Chapter 4

It was popularly claimed that Talosians "did not take prisoners." (That is, they didn't allow any enemy combatants to survive a battle.) This was probably untrue. The Federation did take prisoners – or would have, but for the Talosians' unflattering preference for suicide over capture. Thus, Kirk was greatly pleased when a skirmish finally yielded him seven prisoners, five crewmembers and two senior officers from the destroyed warship. They were a stiff lot.

"You realize," stated the most senior, "that we only permitted ourselves to be captured through the failure of our ship's self-destruct unit. You'll get nothing out of us. We don't deal with barbarians."

Other members of the crew were a better bet. Particularly the youngest, a slight, tremulous, unseasoned boy. His nerve had already been shattered by the long strain of service: his first separation from home, and that by thousands of parsecs; the nightmare rumors; the tension of waiting for battle and the terror of the battles themselves; and then, he had been injured during capture. It only took a few judicious hints, and a small sample, and he was writhing, hysterically tongue-tied, nearly psychotic. He talked; indeed, he babbled.

"We're not supposed to tell you anything, but they told us you were monsters, they said we had to die rather than be taken or we'd be tortured, we're not to talk, the leader said so, told me personally by radio, please don't hurt me anymore, please, I don't care what the leader wants any more, he can't have known what it's like to be shot at, to kill men – I didn't want to, we blew up a ship, I saw it crack open in space and bodies – please, I'm sorry, I didn't want to, nobody wants to except the leader, and please, it's not my fault, it's not my–"

As McCoy commented, "The war'll be over in no time.

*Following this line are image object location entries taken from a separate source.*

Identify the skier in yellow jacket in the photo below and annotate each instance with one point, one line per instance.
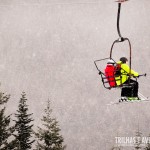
(123, 78)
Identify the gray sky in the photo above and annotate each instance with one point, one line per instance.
(47, 50)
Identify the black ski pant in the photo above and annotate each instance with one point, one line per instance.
(130, 91)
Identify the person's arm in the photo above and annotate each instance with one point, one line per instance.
(126, 68)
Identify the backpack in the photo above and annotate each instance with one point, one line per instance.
(112, 71)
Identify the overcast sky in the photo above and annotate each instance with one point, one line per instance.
(47, 49)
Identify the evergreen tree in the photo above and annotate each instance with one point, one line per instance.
(23, 126)
(5, 130)
(148, 145)
(49, 137)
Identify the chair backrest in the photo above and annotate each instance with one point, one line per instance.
(110, 74)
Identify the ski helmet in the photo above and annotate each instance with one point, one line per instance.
(123, 59)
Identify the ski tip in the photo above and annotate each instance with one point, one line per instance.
(121, 1)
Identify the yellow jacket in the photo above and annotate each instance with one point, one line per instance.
(125, 72)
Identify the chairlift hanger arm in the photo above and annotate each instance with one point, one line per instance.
(121, 39)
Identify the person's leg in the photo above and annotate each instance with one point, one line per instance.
(135, 87)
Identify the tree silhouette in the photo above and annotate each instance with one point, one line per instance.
(5, 130)
(49, 137)
(23, 126)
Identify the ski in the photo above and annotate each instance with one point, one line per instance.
(126, 100)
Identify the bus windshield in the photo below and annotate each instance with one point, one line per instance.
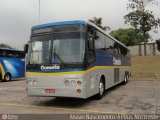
(58, 48)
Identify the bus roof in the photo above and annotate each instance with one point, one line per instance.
(58, 23)
(76, 22)
(10, 49)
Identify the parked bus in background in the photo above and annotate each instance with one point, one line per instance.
(74, 59)
(12, 64)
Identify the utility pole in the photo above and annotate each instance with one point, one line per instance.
(39, 11)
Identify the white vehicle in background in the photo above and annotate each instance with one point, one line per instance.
(74, 59)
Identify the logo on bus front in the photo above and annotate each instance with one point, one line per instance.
(53, 67)
(116, 61)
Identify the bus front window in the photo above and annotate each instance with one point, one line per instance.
(59, 48)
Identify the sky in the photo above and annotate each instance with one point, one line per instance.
(18, 16)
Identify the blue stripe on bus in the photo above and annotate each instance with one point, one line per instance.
(102, 59)
(60, 70)
(58, 23)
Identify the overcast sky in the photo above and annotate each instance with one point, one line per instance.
(18, 16)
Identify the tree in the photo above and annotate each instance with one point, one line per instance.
(128, 36)
(2, 45)
(98, 22)
(141, 19)
(158, 44)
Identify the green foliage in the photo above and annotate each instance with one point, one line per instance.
(141, 19)
(2, 45)
(158, 45)
(128, 36)
(98, 22)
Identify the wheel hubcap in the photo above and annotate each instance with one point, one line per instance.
(7, 77)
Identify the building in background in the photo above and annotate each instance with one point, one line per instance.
(139, 49)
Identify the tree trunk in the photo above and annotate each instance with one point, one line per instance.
(145, 49)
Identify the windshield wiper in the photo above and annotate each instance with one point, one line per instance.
(55, 55)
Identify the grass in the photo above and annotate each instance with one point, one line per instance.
(145, 68)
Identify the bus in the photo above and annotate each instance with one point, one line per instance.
(12, 64)
(74, 59)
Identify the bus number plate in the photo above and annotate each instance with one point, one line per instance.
(49, 90)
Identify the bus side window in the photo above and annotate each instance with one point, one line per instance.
(91, 53)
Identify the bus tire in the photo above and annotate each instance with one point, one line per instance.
(101, 89)
(125, 78)
(7, 77)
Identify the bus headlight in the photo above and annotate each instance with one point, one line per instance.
(73, 82)
(35, 82)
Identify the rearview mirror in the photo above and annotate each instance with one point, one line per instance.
(26, 48)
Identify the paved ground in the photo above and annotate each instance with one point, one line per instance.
(141, 97)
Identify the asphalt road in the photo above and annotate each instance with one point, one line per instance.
(136, 97)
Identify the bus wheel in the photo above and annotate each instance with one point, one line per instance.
(101, 90)
(7, 77)
(125, 79)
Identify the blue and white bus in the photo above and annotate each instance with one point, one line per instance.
(74, 59)
(12, 64)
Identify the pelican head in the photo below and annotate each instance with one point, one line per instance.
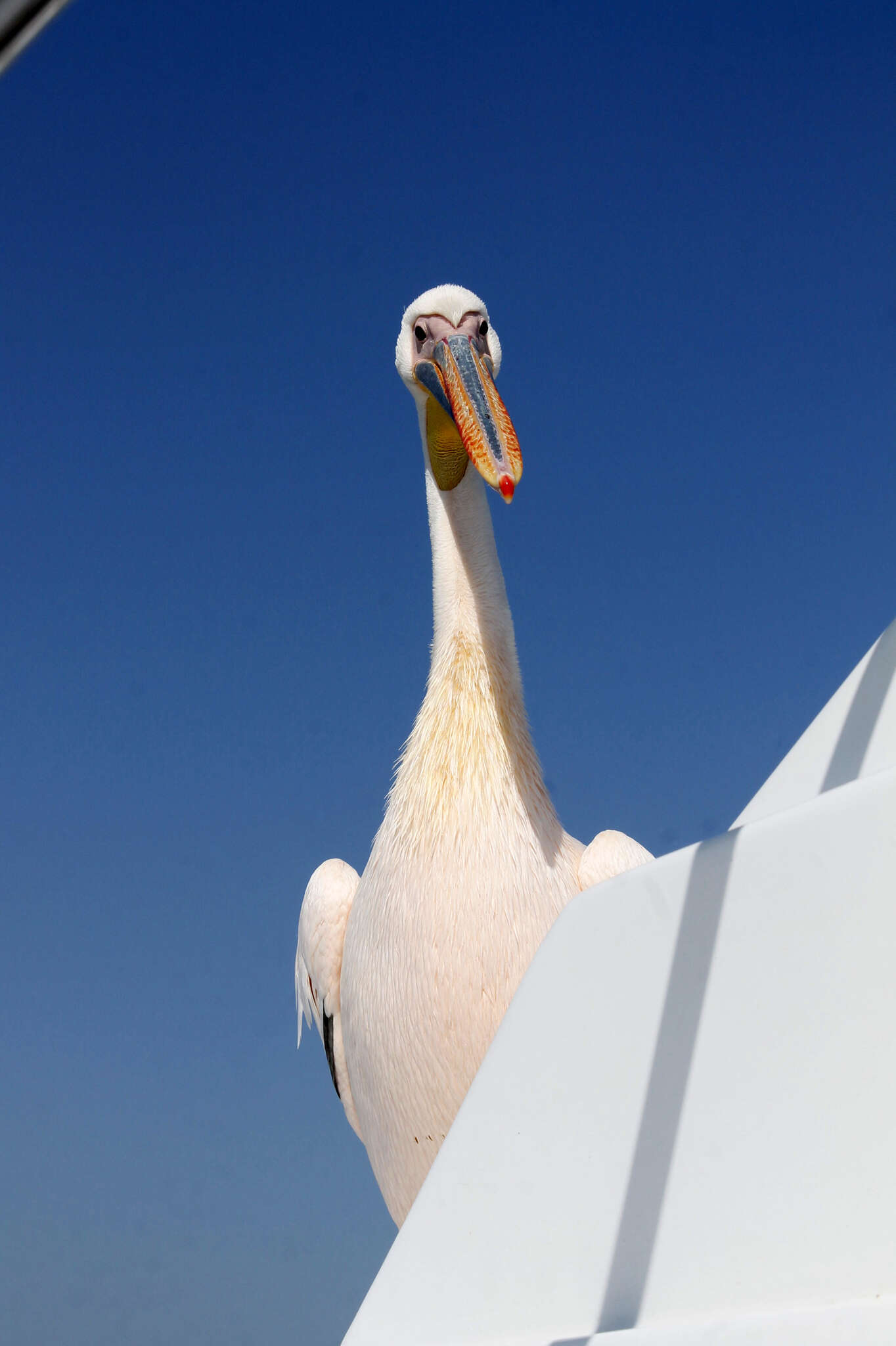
(449, 354)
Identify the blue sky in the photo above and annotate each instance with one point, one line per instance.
(214, 559)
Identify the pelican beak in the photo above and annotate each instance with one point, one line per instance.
(470, 395)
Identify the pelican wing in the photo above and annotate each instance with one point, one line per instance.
(322, 932)
(610, 854)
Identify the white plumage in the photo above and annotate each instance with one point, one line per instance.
(408, 971)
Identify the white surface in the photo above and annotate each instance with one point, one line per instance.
(853, 735)
(688, 1112)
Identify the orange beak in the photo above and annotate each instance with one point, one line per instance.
(481, 416)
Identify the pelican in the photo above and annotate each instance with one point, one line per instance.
(408, 969)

If they're sending children like that out to fight, they haven't just scraped the bottom of the barrel, they've overturned it."

The prisoner told them that all Talos-conquered planets had been turned into vast slave outfits, that the slave labor powered the war, that resistance was met by torture and incarceration in enormous prison camps. This confirmed persistent rumors – but then, it was after all pretty standard procedure. The boy added that, officially, such camps didn't exist, but he knew about them, having been involved in shipping groups of prisoners around on several planets before he was sent into active space service. He had guarded prisoners on Talos itself, on Corduban, Fresingjo, and on Vulcan.

But he couldn't tell Kirk anything about individual Vulcans. They all looked the same to him.

And at this point he began to cry violently; they couldn't get another word out of him. McCoy took him to Sickbay, daring anyone to lay so much as a finger on the poor kid. "Treating this thing like a soldier would be making a farce of the whole war," he said. Kirk, with a shrug, had to agree.

"You still call this an 'unjust' war?" he sarcastically asked McCoy.

"I suppose you think there's such a thing as a 'just' one?"